Plus de 100 agressions d'enfants dans des écoles parisiennes : une enquête en cours
La police de Paris enquête sur plus de 100 agressions contre des enfants dans des écoles, maternelles et centres de loisirs. Les suspects sont des animateurs scolaires.

Plus de 100 agressions d'enfants dans des écoles parisiennes : une enquête en cours
Les autorités judiciaires de Paris ont ouvert des investigations sur plus d'une centaine d'agressions commises contre des enfants dans des établissements scolaires municipaux, des écoles maternelles et des centres de loisirs. Plusieurs victimes n'ont que trois ou quatre ans, rapporte Expressen en citant The Guardian.
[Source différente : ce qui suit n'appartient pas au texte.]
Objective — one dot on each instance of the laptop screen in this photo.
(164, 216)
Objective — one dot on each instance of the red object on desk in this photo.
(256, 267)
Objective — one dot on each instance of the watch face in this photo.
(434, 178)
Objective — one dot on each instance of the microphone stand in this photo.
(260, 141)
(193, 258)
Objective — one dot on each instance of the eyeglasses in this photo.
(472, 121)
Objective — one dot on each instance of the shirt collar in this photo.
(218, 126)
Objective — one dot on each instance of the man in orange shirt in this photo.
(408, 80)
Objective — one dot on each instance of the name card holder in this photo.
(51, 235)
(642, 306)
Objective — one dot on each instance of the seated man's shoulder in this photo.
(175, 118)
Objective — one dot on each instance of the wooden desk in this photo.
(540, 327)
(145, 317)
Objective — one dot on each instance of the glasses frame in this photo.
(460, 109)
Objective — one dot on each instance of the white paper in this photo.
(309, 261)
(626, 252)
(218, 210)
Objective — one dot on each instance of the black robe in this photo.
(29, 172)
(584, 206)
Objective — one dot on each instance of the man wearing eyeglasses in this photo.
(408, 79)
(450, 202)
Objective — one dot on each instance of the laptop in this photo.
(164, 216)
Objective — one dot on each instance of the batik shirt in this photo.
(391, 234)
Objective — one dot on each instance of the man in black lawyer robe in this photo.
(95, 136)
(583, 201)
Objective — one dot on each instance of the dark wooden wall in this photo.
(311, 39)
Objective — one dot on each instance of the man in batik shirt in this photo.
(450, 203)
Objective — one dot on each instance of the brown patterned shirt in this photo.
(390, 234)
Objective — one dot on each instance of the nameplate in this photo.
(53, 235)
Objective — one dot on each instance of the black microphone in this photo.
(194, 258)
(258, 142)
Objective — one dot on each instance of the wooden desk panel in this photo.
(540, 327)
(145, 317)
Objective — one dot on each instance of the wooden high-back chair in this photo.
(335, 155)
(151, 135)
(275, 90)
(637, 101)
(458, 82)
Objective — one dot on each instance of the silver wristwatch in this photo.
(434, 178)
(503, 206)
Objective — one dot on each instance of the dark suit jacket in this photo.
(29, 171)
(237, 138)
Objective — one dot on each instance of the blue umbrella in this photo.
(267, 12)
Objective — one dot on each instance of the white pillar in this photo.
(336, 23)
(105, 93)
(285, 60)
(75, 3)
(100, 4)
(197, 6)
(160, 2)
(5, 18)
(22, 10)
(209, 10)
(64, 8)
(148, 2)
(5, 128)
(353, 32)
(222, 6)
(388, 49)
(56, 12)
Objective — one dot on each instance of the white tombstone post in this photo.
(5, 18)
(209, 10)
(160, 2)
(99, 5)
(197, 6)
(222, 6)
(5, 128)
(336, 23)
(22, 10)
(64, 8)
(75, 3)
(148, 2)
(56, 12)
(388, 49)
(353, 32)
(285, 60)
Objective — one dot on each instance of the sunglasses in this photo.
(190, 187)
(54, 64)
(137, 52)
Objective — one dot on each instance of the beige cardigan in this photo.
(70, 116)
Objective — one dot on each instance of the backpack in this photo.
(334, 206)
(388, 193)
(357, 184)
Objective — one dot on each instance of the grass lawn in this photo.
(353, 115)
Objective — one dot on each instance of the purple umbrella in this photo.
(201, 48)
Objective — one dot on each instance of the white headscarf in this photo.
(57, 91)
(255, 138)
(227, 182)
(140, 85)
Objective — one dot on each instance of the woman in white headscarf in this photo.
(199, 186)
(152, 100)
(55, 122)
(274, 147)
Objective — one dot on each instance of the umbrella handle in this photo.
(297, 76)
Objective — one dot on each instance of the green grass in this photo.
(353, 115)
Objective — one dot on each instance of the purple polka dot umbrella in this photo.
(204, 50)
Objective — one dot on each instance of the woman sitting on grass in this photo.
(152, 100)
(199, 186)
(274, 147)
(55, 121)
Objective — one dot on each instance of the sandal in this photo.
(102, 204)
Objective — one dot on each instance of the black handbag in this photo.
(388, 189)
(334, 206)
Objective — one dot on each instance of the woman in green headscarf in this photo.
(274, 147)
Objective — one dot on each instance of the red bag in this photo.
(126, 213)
Les faits reprochés vont du viol aux violences physiques et psychologiques. Des enfants auraient été poussés, tirés par les cheveux, insultés ou forcés à manger jusqu'à vomir. Des cas de violences sexuelles concernent des enfants âgés de trois à quatre ans.
La procureure de Paris, Laure Beccuau, a précisé l'étendue des investigations : 84 écoles maternelles, environ 20 écoles primaires et une dizaine de centres de loisirs sont concernés.
Les suspects sont des animateurs scolaires, des agents recrutés par les autorités locales pour surveiller les enfants pendant les récréations, les repas et les activités périscolaires. Ils ne sont pas employés directement par les écoles.
Un cas particulièrement choquant concerne une fillette de trois ans qui aurait été violée par un animateur dans l'ouest de Paris. Le même prévenu aurait ensuite agressé sexuellement un garçon du même âge après avoir été muté dans un autre établissement suite à des plaintes.
Des associations de parents dénoncent des années de mobilisation pour obtenir une réaction des pouvoirs publics. Elles critiquent notamment le manque de contrôles lors du recrutement et du suivi du personnel.
Le maire de Paris, Emmanuel Grégoire, qui a lui-même été victime d'agressions sexuelles par un animateur scolaire durant son enfance, a annoncé un plan de 215 millions de couronnes suédoises (environ 19 millions d'euros) pour lutter contre ce fléau.
– L'erreur a été de considérer ces événements comme des cas isolés. En réalité, ils révèlent un risque systémique, et peut-être aussi une culture du silence, a-t-il déclaré au journal Le Monde.
Entre janvier et avril, 78 employés scolaires ont été suspendus, dont 31 sont soupçonnés d'agressions sexuelles. Un procès s'ouvre mardi contre un animateur accusé d'agressions sexuelles sur cinq enfants âgés de trois à cinq ans. En juin, un verdict est attendu dans une autre affaire où un animateur est poursuivi pour des agressions sur neuf fillettes de dix ans.